Begeisterung weckt das „Goldene Zeitalter“ der Niederlande bis heute: „Die Vielzahl guter Maler in Holland im 17. Jahrhundert ist verrückt“, schwärmt der Künstler Urban Larsson. „Reichtum kam aus der ganzen Welt“, sagt Friso Lammertse vom Rijksmuseum. Von „enormem Überfluss“ weiß Baukje Coenen, Direktorin bei Sotheby’s in Amsterdam, von „künstlerischen Innovationen“ Ann Demeester, Leiterin des Frans Hals Museums in Haarlem, und Kunsthändler Jan Six verspricht mit leuchtenden Augen: „Wenn man diese Gemälde wirklich ansieht, öffnet sich eine Welt.“
Nicht weniger hat die knapp einstündige Dokumentation „Rembrandts Zeitalter“ von Frauke Schlieckau vor und sperrt die Tür einen Spaltbreit – nicht mehr – auf für einen Blick auf die Ära, als die nördlichen Niederlande von der Herrschaft der Spanier befreit zur See- und Handelsmacht aufstiegen, mit Religionsfreiheit lockten und einen vom Bürgertum getragenen Boom erlebten. Millionen Kunstwerke entstanden in dem kleinen Land, und – darauf hebt der Film mit dem Untertitel „Kunst, Markt und Geschäft“ ab – Bilder wurden abseits klerikaler und feudaler Zusammenhänge Handelsware. Auktionshäuser öffneten, Kunsthändler etablierten sich, Patrizier sammelten, Hunderte Kunstschaffende befriedigten die große Nachfrage.

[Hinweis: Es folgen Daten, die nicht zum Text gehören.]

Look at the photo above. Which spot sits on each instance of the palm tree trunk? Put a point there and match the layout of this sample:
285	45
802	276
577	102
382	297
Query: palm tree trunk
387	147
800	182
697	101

Kunstmarkt damals und heute
Wie man vom im Entstehen begriffenen modernen Kunstmarkt profitierte, lebte Rembrandt meisterhaft vor: einer der bedeutendsten Maler der Epoche, die mit Frans Hals und Jan Vermeer zwei weitere Giganten vorzuweisen hat. Allzu viel darüber, wie genau Rembrandts Geschäftsmodell funktionierte, der zahlende Schüler unterrichtete, sich Auftraggeber für eigene Bilder auf der Höhe seines Erfolgs genau aussuchen konnte und mit Bildern anderer handelte, erfährt man beim Besuch im Rembrandthuis in der stimmungsvoll von Klaviermusik untermalten Dokumentation zwar nicht. Doch sie vermittelt ein Gefühl für die Aufbruchstimmung, der wir so viele außergewöhnliche Werke verdanken.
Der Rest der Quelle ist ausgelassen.